Today, that work continues through one of the most demanding areas in the sport: judging. Nemegaire is responsible for kata judges in Belgium, with a focus on the officials evaluating performances. His aim is clear: impartiality, technical rigor and strong education for judges, so the standard of evaluation matches the dedication shown by the athletes on the tatami.
That responsibility has also pushed him and his colleagues toward innovation. They have helped build tools designed to modernise how kata is scored, analysed and taught. These include live scoring systems, feedback platforms for athletes and educational programs for future judges.

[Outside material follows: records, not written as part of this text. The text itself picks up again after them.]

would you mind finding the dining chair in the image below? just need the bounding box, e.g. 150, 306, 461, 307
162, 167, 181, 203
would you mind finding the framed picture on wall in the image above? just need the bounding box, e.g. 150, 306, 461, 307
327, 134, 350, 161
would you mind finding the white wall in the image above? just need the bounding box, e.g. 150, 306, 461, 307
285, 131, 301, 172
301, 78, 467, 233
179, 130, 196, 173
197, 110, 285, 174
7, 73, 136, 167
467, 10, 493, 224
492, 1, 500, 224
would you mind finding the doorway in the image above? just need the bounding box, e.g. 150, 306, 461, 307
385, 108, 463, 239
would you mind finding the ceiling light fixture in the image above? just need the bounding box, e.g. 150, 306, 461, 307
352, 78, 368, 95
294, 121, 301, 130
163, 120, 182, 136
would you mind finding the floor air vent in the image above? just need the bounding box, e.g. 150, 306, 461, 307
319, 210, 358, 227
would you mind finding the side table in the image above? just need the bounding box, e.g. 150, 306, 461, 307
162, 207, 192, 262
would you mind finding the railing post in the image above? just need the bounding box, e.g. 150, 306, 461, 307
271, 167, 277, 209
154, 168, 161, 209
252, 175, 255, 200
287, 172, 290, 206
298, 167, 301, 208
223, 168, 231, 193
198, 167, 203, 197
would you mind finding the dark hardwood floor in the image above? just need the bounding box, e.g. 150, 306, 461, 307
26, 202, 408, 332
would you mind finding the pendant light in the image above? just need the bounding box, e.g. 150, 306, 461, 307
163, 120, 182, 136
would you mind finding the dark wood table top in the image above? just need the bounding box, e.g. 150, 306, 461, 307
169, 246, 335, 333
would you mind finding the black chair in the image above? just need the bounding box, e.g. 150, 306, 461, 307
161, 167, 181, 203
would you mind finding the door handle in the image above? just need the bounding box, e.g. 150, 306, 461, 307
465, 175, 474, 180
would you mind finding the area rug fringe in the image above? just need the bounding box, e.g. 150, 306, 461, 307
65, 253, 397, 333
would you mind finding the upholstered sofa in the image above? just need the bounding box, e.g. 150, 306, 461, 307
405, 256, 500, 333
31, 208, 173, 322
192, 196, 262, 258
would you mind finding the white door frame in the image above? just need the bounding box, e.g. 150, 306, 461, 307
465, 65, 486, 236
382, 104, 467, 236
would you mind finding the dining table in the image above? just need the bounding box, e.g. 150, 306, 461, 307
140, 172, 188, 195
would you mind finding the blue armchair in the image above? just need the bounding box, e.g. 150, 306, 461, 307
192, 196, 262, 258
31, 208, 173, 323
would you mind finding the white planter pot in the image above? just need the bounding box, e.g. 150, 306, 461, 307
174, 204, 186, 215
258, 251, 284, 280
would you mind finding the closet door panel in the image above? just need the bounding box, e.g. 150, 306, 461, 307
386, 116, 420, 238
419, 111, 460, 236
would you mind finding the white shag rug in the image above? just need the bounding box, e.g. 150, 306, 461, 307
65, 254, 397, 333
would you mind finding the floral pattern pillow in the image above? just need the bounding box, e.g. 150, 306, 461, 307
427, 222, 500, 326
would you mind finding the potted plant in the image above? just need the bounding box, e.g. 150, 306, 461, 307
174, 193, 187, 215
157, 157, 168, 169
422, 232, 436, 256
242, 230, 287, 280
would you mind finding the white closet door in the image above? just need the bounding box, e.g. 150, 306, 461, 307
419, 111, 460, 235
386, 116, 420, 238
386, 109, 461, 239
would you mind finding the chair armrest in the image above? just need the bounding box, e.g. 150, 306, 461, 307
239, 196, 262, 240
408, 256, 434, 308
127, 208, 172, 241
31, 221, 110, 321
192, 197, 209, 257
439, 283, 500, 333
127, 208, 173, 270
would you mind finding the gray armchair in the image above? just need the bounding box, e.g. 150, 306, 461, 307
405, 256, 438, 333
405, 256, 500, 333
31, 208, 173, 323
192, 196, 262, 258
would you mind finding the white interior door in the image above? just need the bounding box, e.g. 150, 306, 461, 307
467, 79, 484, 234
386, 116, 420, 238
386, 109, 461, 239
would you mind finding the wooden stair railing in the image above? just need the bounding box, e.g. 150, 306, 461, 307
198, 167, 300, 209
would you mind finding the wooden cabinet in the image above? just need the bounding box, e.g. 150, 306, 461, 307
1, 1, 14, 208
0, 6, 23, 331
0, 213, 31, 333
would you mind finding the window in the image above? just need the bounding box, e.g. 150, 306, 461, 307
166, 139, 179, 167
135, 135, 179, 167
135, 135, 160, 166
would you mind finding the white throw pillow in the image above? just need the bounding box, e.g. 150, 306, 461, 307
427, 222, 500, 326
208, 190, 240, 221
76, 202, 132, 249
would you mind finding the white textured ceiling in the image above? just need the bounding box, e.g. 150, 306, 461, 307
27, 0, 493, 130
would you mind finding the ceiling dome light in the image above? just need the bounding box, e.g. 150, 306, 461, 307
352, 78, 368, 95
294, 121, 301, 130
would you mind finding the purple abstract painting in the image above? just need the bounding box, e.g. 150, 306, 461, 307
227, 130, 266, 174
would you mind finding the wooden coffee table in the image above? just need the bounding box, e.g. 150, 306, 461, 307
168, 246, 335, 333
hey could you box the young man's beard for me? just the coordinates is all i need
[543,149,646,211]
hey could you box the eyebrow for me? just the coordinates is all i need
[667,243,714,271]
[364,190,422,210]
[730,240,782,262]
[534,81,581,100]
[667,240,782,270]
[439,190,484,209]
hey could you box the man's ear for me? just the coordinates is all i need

The purpose behind those systems is simple but important. Kata can be difficult for the wider audience to read, especially when scores are not immediately obvious. Nemegaire wants evaluation to be clearer, fairer and more transparent, so that people can better understand what they are watching and why the marks matter.
That effort could be important for kata’s future in Europe. Making the discipline more accessible may help new audiences connect with its beauty, timing and technical depth. For Nemegaire, that attraction is not only about perfect execution, but also about the shared experience between people who dedicate themselves to this side of judo.
He also pointed to Giovanni and Angelica Tarabelli, the reigning Ju no Kata European champions and world ranking leaders, as examples of the discipline at its best. In his view, they represent judo’s spirit through kindness, mastery built over time and precision.
He is chasing clarity in judging without losing the soul of kata.
As Sarajevo hosts the 2026 European Kata Championships from 16 to 17 May, Nemegaire is waiting for the kind of performances that leave a lasting impression. Not just polished routines, but those rare moments that make a whole arena stop and feel the depth of judo.
For him, that is where kata still hits hardest.